Vanilla Generative Adversarial Networks

Implementation with TensorFlow2 Keras

Che-Jui Huang
4 min readJun 15, 2022

Summary of Generative Adversarial Network

Essentially, in the case of vanilla GANs, the entire architecture is composed of a generator and a discriminator.

  1. The goal of the generator is to create “Fake Data” that resembles the “Real Data” using the “Noise Vectors”.
  2. Whereas, the goal of the discriminator is to distinguish generated “Fake Data” from the “Real Data”.

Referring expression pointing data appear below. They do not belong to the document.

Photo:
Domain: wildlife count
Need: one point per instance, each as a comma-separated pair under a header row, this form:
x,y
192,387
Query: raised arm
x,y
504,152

These two models competitively learned new weights. In other words, given noise vectors, the generator gradually learns to create outputs that hopefully trick the discriminator. When the discriminator is not able to give accurate predictions on whether the input is from the real dataset, the generator is recognized as a good model.

Vanilla GAN

Here is the code that demonstrates how these models learn

Note that BCE Loss is not the only loss that can be used for training GANs! There are different losses for different GAN architectures. This is just an example that affiliates with Vanilla GANs.

# Initiate BCE Loss
loss_func = tf.keras.losses.BinaryCrossentropy(from_logits=False)
# Simple Classification Task
def discriminator_loss(real_output, fake_output):
real_loss = loss_func(tf.ones_like(real_output), real_output)
fake_loss = loss_func(tf.zeros_like(fake_output), fake_output)
total_loss = (real_loss + fake_loss) / 2
return total_loss
# Give Generated Outputs with 1 as to pretend its real data // This eventually help the generator to know how discriminator thinks about its outputs. (If loss is high, the generator is doing a poor job, vice versa)def generator_loss(fake_output):
return loss_func(tf.ones_like(fake_output), fake_output)
A visualization for the code above (How Weights are Updated)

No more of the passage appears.